THE MAIL brings the new issue of Commentary, the cover of which announces: "Crime, Drugs, Welfare - and Other Good News." An arresting title, that, and for a moment you wonder if it is meant sardonically. But no: Authors Peter Wehner and Yuval Levin, scholars at the Ethics and Public Policy Center in Washington, are playing it straight. On crime, drugs, welfare, and an array of other social problems, they bring tidings of comfort and joy.
Start with crime. According to the National Crime Victimization Survey, both violent crime and property crime are at their lowest levels since 1973. Even lower in some places: New York City, it was reported a few days ago, is expected to have fewer than 500 homicides this year, the lowest number since the early 1960s. Contrast that with 1990, when New York recorded 2,245 homicides.
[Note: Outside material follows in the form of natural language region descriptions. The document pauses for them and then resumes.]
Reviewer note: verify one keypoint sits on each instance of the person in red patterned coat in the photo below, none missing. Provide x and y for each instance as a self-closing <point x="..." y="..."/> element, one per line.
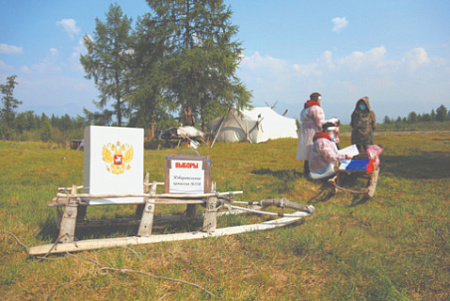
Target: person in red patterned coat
<point x="324" y="153"/>
<point x="312" y="118"/>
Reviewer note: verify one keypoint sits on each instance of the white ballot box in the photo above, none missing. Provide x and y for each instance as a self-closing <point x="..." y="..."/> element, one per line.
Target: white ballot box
<point x="113" y="163"/>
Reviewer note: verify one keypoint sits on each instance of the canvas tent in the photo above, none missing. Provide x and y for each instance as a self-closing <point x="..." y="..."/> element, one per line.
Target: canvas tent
<point x="256" y="125"/>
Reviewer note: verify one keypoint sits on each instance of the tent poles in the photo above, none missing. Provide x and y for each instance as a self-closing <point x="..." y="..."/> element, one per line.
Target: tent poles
<point x="241" y="127"/>
<point x="220" y="127"/>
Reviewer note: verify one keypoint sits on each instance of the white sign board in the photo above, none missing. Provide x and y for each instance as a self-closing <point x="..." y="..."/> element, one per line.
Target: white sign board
<point x="113" y="163"/>
<point x="186" y="177"/>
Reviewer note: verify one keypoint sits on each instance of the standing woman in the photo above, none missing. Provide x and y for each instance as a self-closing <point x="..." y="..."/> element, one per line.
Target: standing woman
<point x="312" y="118"/>
<point x="363" y="124"/>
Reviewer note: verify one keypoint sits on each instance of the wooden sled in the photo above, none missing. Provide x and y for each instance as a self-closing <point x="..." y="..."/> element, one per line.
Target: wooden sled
<point x="74" y="208"/>
<point x="369" y="191"/>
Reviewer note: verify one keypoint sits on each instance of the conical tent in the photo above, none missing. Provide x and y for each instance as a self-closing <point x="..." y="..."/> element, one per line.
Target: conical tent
<point x="256" y="125"/>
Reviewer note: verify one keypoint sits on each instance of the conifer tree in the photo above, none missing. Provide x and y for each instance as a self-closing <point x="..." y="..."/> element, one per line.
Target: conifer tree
<point x="108" y="62"/>
<point x="7" y="113"/>
<point x="201" y="57"/>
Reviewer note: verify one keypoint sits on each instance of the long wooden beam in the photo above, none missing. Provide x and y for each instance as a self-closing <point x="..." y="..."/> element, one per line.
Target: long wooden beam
<point x="93" y="244"/>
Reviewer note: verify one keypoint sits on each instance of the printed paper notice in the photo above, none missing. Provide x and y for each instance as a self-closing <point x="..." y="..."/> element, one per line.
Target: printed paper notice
<point x="186" y="177"/>
<point x="351" y="150"/>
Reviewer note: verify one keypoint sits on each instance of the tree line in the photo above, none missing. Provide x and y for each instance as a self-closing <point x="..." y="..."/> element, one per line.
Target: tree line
<point x="440" y="114"/>
<point x="176" y="65"/>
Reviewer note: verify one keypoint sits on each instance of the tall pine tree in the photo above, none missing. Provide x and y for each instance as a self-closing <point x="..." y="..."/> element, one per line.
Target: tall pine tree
<point x="201" y="57"/>
<point x="108" y="62"/>
<point x="7" y="113"/>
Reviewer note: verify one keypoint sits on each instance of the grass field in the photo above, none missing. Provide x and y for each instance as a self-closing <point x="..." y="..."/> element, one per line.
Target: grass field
<point x="395" y="246"/>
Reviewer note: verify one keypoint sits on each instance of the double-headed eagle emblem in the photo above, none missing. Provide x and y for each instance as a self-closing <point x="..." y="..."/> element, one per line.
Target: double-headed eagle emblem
<point x="117" y="157"/>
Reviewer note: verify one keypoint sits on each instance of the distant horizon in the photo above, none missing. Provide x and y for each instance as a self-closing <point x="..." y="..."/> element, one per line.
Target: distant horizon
<point x="395" y="52"/>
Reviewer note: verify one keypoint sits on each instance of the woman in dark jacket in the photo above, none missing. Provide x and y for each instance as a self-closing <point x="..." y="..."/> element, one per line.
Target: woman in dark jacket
<point x="363" y="124"/>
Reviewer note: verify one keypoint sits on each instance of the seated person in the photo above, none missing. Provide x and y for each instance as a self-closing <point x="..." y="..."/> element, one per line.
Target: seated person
<point x="324" y="153"/>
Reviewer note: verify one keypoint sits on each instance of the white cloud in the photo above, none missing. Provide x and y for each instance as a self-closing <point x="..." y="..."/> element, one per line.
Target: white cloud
<point x="5" y="67"/>
<point x="10" y="49"/>
<point x="25" y="70"/>
<point x="257" y="62"/>
<point x="69" y="26"/>
<point x="339" y="24"/>
<point x="416" y="58"/>
<point x="54" y="52"/>
<point x="307" y="70"/>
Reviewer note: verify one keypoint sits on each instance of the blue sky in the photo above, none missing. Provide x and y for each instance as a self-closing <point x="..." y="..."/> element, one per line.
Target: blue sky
<point x="395" y="52"/>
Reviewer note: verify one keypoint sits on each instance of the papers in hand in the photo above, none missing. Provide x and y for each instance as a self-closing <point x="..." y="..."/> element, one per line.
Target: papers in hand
<point x="351" y="150"/>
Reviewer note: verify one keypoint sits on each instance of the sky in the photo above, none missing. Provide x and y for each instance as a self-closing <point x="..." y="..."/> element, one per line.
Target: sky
<point x="395" y="52"/>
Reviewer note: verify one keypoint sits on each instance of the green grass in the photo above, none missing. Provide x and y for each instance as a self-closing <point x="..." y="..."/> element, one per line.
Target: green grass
<point x="394" y="246"/>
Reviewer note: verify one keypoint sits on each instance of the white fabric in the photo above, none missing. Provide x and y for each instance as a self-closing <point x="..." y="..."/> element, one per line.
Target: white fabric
<point x="262" y="124"/>
<point x="324" y="155"/>
<point x="311" y="119"/>
<point x="189" y="131"/>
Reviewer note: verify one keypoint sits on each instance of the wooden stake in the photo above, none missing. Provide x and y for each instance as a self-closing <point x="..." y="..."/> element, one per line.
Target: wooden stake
<point x="69" y="219"/>
<point x="210" y="218"/>
<point x="145" y="228"/>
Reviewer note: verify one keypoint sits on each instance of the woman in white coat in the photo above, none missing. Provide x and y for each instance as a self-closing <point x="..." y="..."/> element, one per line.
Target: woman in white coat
<point x="312" y="118"/>
<point x="324" y="153"/>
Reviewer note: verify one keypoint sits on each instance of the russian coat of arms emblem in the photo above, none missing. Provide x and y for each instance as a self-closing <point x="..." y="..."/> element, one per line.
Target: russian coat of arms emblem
<point x="117" y="157"/>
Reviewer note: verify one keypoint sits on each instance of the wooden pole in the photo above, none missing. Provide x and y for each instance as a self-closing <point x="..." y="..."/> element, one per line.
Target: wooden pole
<point x="94" y="244"/>
<point x="210" y="218"/>
<point x="220" y="127"/>
<point x="69" y="219"/>
<point x="145" y="228"/>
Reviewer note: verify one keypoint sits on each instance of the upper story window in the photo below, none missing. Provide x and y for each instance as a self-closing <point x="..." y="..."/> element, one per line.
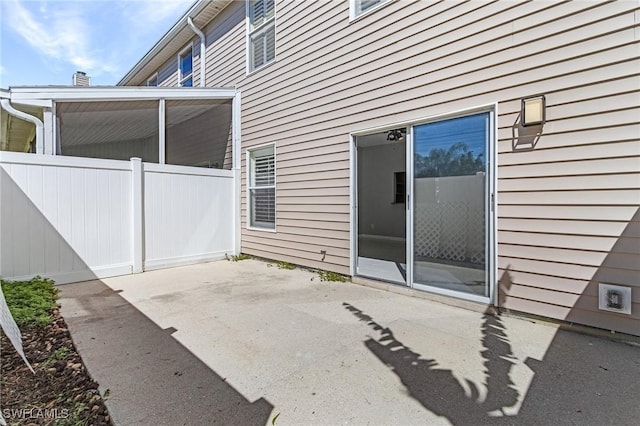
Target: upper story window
<point x="153" y="81"/>
<point x="358" y="7"/>
<point x="261" y="32"/>
<point x="185" y="67"/>
<point x="261" y="187"/>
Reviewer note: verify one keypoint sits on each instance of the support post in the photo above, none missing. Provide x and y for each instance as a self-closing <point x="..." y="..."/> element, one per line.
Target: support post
<point x="137" y="231"/>
<point x="236" y="113"/>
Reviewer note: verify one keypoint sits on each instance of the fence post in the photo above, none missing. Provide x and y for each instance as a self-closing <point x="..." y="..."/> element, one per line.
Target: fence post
<point x="137" y="214"/>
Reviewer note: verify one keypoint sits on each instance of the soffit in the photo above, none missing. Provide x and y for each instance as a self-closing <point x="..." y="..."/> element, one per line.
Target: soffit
<point x="202" y="12"/>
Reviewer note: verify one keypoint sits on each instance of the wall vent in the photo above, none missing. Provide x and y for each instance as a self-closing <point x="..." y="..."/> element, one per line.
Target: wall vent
<point x="614" y="298"/>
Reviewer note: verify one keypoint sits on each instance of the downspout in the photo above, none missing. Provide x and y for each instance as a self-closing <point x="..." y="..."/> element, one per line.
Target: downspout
<point x="203" y="49"/>
<point x="27" y="117"/>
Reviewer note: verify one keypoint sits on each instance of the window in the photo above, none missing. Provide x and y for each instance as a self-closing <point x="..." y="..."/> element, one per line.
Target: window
<point x="153" y="81"/>
<point x="262" y="187"/>
<point x="358" y="7"/>
<point x="185" y="67"/>
<point x="262" y="32"/>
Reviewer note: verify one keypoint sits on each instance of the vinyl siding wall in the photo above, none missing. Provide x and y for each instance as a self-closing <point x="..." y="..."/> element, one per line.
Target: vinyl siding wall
<point x="567" y="206"/>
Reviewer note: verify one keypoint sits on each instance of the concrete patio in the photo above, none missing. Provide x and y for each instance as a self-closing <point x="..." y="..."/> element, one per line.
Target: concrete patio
<point x="243" y="342"/>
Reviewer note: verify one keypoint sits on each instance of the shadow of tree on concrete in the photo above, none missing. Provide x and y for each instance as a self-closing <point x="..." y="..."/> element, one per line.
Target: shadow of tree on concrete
<point x="437" y="389"/>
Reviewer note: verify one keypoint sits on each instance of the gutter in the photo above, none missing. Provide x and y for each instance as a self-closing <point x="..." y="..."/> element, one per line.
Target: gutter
<point x="6" y="105"/>
<point x="197" y="8"/>
<point x="203" y="49"/>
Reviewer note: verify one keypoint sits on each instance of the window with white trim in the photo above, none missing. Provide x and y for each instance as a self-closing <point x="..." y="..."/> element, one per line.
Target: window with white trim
<point x="185" y="67"/>
<point x="262" y="187"/>
<point x="261" y="32"/>
<point x="358" y="7"/>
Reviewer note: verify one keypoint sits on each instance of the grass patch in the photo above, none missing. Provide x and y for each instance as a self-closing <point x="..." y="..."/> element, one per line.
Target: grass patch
<point x="31" y="302"/>
<point x="330" y="276"/>
<point x="236" y="258"/>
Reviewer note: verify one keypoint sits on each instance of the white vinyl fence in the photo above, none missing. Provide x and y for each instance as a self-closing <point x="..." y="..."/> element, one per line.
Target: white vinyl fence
<point x="74" y="219"/>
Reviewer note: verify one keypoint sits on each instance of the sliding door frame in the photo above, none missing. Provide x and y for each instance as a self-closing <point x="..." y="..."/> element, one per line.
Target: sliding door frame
<point x="491" y="222"/>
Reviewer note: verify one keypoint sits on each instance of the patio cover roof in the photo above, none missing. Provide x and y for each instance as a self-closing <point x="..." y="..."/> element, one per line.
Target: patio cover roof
<point x="17" y="133"/>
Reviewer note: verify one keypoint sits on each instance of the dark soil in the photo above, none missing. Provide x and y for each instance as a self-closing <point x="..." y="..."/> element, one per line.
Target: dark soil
<point x="60" y="393"/>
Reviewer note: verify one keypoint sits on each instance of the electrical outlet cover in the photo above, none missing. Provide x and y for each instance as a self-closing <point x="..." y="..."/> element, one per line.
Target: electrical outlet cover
<point x="614" y="298"/>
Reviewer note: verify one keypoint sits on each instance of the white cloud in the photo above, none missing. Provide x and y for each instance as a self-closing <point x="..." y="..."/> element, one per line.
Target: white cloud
<point x="147" y="14"/>
<point x="62" y="33"/>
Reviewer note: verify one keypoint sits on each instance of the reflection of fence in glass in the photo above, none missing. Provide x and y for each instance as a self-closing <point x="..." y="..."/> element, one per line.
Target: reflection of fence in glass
<point x="450" y="219"/>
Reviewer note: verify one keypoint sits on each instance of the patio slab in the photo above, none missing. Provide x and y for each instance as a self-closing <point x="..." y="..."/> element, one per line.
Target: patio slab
<point x="243" y="342"/>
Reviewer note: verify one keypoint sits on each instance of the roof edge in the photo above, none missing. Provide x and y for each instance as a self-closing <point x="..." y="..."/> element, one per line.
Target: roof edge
<point x="196" y="8"/>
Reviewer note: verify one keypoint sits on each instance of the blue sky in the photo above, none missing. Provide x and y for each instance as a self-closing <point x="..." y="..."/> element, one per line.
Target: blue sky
<point x="43" y="42"/>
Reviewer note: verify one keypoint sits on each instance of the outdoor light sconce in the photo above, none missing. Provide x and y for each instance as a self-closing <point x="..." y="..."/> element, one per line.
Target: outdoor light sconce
<point x="533" y="110"/>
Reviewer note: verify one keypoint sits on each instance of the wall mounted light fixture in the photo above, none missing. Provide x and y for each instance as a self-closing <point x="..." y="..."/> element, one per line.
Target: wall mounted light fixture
<point x="533" y="110"/>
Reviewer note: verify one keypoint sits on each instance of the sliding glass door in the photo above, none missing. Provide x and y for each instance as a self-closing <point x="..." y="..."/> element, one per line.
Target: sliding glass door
<point x="450" y="205"/>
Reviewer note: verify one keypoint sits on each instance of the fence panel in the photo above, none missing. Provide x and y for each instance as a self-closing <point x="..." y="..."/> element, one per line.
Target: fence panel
<point x="64" y="218"/>
<point x="188" y="215"/>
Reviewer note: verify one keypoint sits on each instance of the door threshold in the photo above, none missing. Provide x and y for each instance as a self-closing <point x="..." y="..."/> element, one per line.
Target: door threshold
<point x="407" y="291"/>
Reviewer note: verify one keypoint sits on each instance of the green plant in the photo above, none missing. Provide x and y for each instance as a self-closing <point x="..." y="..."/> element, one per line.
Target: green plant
<point x="236" y="258"/>
<point x="31" y="302"/>
<point x="286" y="265"/>
<point x="330" y="276"/>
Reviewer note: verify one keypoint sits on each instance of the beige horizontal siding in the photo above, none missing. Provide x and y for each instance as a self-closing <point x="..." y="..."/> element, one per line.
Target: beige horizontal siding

Teenage drug use has fallen by 23 percent since the 1990s, and by more than 50 percent for certain specific drugs, such as LSD and ecstasy.
Welfare? The US caseload has dropped a remarkable 60 percent since 1994 - as much as 90 percent in some states. Not only that, write Wehner and Levin, "but in the wake of the 1996 welfare-reform bill, overall poverty, child poverty, black child poverty, and child hunger have all decreased, while employment figures for single mothers have risen."
As the title promises, the good news doesn't end there. There is less abortion. A lower divorce rate. Higher educational scores. The high-school dropout rate, now less than 10 percent, is at a 30-year low. Teens are drinking less, smoking less, and having less sex.
To be sure, not all the news is sunny. Illegitimacy is at an all-time high, the marriage rate continues to sink, and popular culture largely remains "a cesspool of violence and vulgarity." Nevertheless, the authors write, "the progress we have witnessed over the last 15 years is impressive, undeniable, and beyond what most people thought possible."
It wasn't all that long ago that the Jeremiahs were in full cry, warning that America was bound for hell in a handcart. In 1996, Robert Bork published "Slouching Towards Gomorrah," a despondent look at the moral decay and social decline he believed was dragging the nation to a miserable end.
"There are aspects of almost every branch of our culture that are worse than ever before and . . . the rot is spreading," Bork wrote in his introduction. "If we slide into a modern, high-tech version of the Dark Ages, we will have done it to ourselves." Seventeen chapters later, Bork expressed the fear "that perhaps nothing will be done to reverse the direction of our culture, that the degeneracy we see about us will only become worse."
Three years earlier, the social scientist Charles Murray had written with dread of "the coming white underclass" being spawned by the nation's ever-higher rates of illegitimacy. And three years after "Slouching Towards Gomorrah," Paul Weyrich, a leader of the Christian right, wrote that America was undergoing "a cultural collapse of historic proportions" and that he expected the worst: "We are not in the dawn of a new civilization, but the twilight of an old one."
Yet just as some were throwing up their hands in despair, others were noticing the free fall had stopped. Three days after Weyrich issued his dirge, economist Stephen Moore noted in a Los Angeles Times column that "America is now in the early stages of a remarkable cultural renaissance." He pointed to declines in crime, abortion, welfare, and drug use, and to rises in church attendance, minority income, and charitable giving. "The underlying trends are reassuring," he wrote. "Civil society is making a comeback." Eight years later, as Wehner and Levin show, that comeback continues.
Of course there are some who can never take yes for an answer and for whom the news is always bad. In a new book, "Day of Reckoning," Patrick Buchanan wails that "America is coming apart, decomposing . . . . We are on a path to national suicide."
Certainly our problems are not trivial. Only a fool would deny that we grapple with considerable challenges, from the coarseness of American culture to the weakness of the American family.
But the good news of the past 15 years is a reminder that fatalism can be foolish, too. "Problems that may seem intractable at one moment," Wehner and Levin write, "can yield, and yield quickly, to the right policies and to a determined citizenry." Decline and decay are not irreversible - not for a nation blessed, as Americans are blessed, with resilience, resourcefulness, and resolve.